PXE Boot -> NFS hangs [solved]

Questions related to network booting via PXE
ConiKost
Posts: 9
Joined: 14 Jan 2011, 18:00

PXE Boot -> NFS hangs [solved]

Postby ConiKost » 13 Oct 2012, 18:20

Hi!
I've setup the Sysresccd v3.0.0 for PXE Boot via DNSMasq.
Command prompt is: docache dodhcp setkmap=de nfsboot=192.168.23.1:/srv/systemrescuecd rootpass=1234

The last output is:

>> Mounting the NFS filesystem from nfs://192.168.23.1:/srv/systemrescuecd
>> Successfully mounted the NFS filesystem

Thats it :( After this, its just hangs and nothing happens anymore.. The NFS seems to be correct, as mounting it with an ordinary ubuntu client works fine. Any ideas, what could be wrong?

gernot
Posts: 1127
Joined: 07 Apr 2010, 16:19

Re: PXE Boot -> NFS hangs

Postby gernot » 13 Oct 2012, 18:46

Next message after
"Successfully mounted the NFS filesystem"
is
"Successfully checked md5 sum of ${BOOTPATH}/${LOOPDAT}""

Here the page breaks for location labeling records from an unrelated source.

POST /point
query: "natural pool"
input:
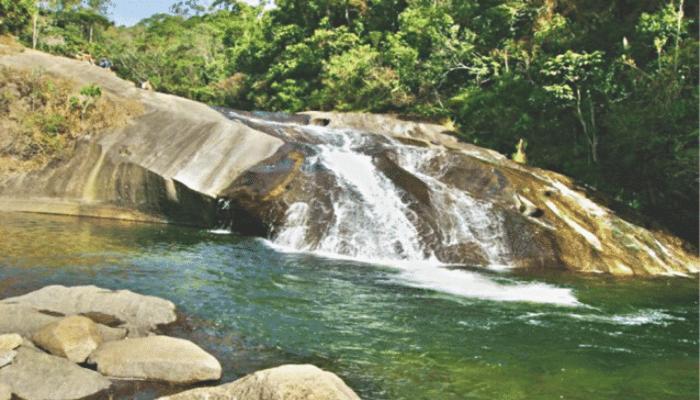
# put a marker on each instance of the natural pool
(255, 307)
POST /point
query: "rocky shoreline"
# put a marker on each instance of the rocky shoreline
(69, 343)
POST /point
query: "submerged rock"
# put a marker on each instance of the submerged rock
(287, 382)
(73, 337)
(159, 358)
(141, 314)
(34, 375)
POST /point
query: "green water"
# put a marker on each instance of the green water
(254, 307)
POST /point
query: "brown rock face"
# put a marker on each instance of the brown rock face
(288, 382)
(279, 176)
(73, 337)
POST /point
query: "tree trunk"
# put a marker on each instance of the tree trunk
(593, 131)
(35, 34)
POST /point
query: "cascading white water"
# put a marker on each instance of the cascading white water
(371, 222)
(461, 218)
(370, 219)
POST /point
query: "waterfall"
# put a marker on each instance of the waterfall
(370, 219)
(372, 222)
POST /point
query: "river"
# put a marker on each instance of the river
(391, 332)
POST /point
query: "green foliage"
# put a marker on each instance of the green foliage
(15, 15)
(604, 91)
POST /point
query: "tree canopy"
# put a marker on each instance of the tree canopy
(603, 91)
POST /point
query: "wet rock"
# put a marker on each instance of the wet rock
(288, 382)
(34, 375)
(141, 314)
(10, 341)
(73, 337)
(6, 357)
(160, 358)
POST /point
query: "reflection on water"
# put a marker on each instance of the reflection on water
(254, 307)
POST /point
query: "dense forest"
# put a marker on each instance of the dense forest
(604, 91)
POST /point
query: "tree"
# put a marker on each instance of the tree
(577, 81)
(15, 14)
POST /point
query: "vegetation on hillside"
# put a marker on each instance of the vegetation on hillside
(603, 91)
(41, 116)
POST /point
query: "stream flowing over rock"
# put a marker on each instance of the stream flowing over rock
(369, 187)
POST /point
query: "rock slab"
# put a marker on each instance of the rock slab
(10, 341)
(161, 358)
(140, 314)
(5, 392)
(34, 375)
(6, 357)
(287, 382)
(26, 320)
(73, 337)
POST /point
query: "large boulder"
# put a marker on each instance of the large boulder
(34, 375)
(140, 314)
(10, 341)
(26, 320)
(288, 382)
(5, 392)
(73, 337)
(6, 357)
(160, 358)
(181, 161)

Check that the md5sum calculation of sysrcd.dat is not in progress.
With slow connections and docache booting via html is the better option.

Gernot
p.s. you dont need "dodhcp".

ConiKost
Posts: 9
Joined: 14 Jan 2011, 18:00

Re: PXE Boot -> NFS hangs

Postby ConiKost » 13 Oct 2012, 19:06

The connection should not be slow, as its my lan and gigabit..

gernot
Posts: 1127
Joined: 07 Apr 2010, 16:19

Re: PXE Boot -> NFS hangs

Postby gernot » 13 Oct 2012, 19:25

can you check the progress of communication?
Maybe with wireshark or tcpdump.

I think there is something blocking.

Gernot

ConiKost
Posts: 9
Joined: 14 Jan 2011, 18:00

Re: PXE Boot -> NFS hangs

Postby ConiKost » 14 Oct 2012, 01:20

Which things should I monitor with tcpdump?

gernot
Posts: 1127
Joined: 07 Apr 2010, 16:19

Re: PXE Boot -> NFS hangs

Postby gernot » 14 Oct 2012, 07:05

Check that the client open sysrcd.dat.
Then check that the data packages are sent to the client and receipted by him.
If the same package is repeated over long time without a response something is blocked.

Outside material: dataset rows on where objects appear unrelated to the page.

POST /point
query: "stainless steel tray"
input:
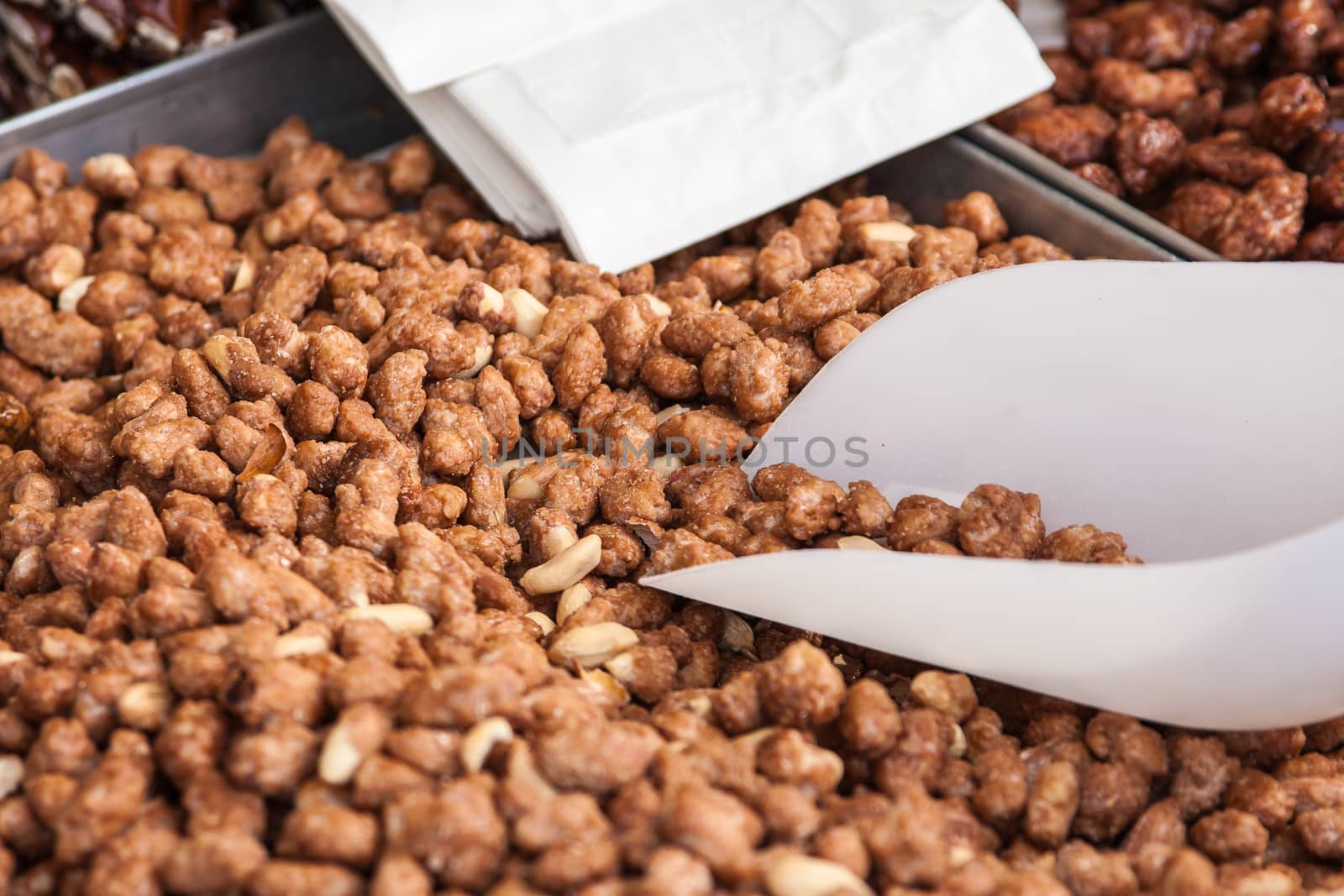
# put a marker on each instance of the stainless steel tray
(924, 179)
(226, 101)
(1066, 181)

sysrcd use UDP to load files via NFS. It takes 4 minutes on my system with direct connection.

Gernot

ConiKost
Posts: 9
Joined: 14 Jan 2011, 18:00

Re: PXE Boot -> NFS hangs

Postby ConiKost » 14 Oct 2012, 15:17

Hi!
Ok, I've captured the whole start from PXE up to where it hangs.

At the end i can see a lot of:

Code: Select all

31961   47.262403   Galactica   Erasmus   IPv4   9210   Fragmented IP protocol (proto=UDP 17, off=0, ID=9568) [Reassembled in #31962]
31956   43.052187   Galactica   Erasmus   NFS   7378   [RPC duplicate of #31941]V3 READ Reply (Call In 31939) Len:16384
31951   42.352152   Erasmus   Galactica   NFS   162   [RPC retransmission of #31939]V3 READ Call (Reply In 31941), FH:0xbf5347f4 Offset:0 Len:16384


I don't know, why :( Do you want the complete tcpdump, to look into?

ConiKost
Posts: 9
Joined: 14 Jan 2011, 18:00

Re: PXE Boot -> NFS hangs

Postby ConiKost » 14 Oct 2012, 15:24

I found something.
When I set my MTU on my PXE-Server back to 1500, its works fine.
When its > 1500 (using 9200), that my problem accours. Why? :(

gernot
Posts: 1127
Joined: 07 Apr 2010, 16:19

Re: PXE Boot -> NFS hangs

Postby gernot » 15 Oct 2012, 04:22

Ethernet allows only a maximum MTU of 1500.
Looks like your jumbo package get fragmented and not assembled again.

Gernot

ConiKost
Posts: 9
Joined: 14 Jan 2011, 18:00

Re: PXE Boot -> NFS hangs

Postby ConiKost » 15 Oct 2012, 06:49

Well, is there anything I can do?
I mean, everything works fine with jumbo frames.. I can mount nfs via systemrescuecd and other linux distros fine. The only scenario, where this does not work is the pxe boot of systemrescuecd :/

gernot
Posts: 1127
Joined: 07 Apr 2010, 16:19

Re: PXE Boot -> NFS hangs

Postby gernot » 15 Oct 2012, 17:20

No idea, but check how working systems boot via jumbo frame.

Gernot

helamonster
Posts: 4
Joined: 13 Aug 2008, 21:55
Contact:

Re: PXE Boot -> NFS hangs

Postby helamonster » 24 Jan 2013, 18:35

I recently encountered this same problem (hangs on md5sum check, after "Successfully mounted the NFS filesystem" message.
However, both my NFS server and the client machine are using an MTU of 1500. They are both on the same LAN. I can't tell if they are on the same switch or not, but there would only be one other switch between them and they shouldn't be doing anything funny (unmanaged).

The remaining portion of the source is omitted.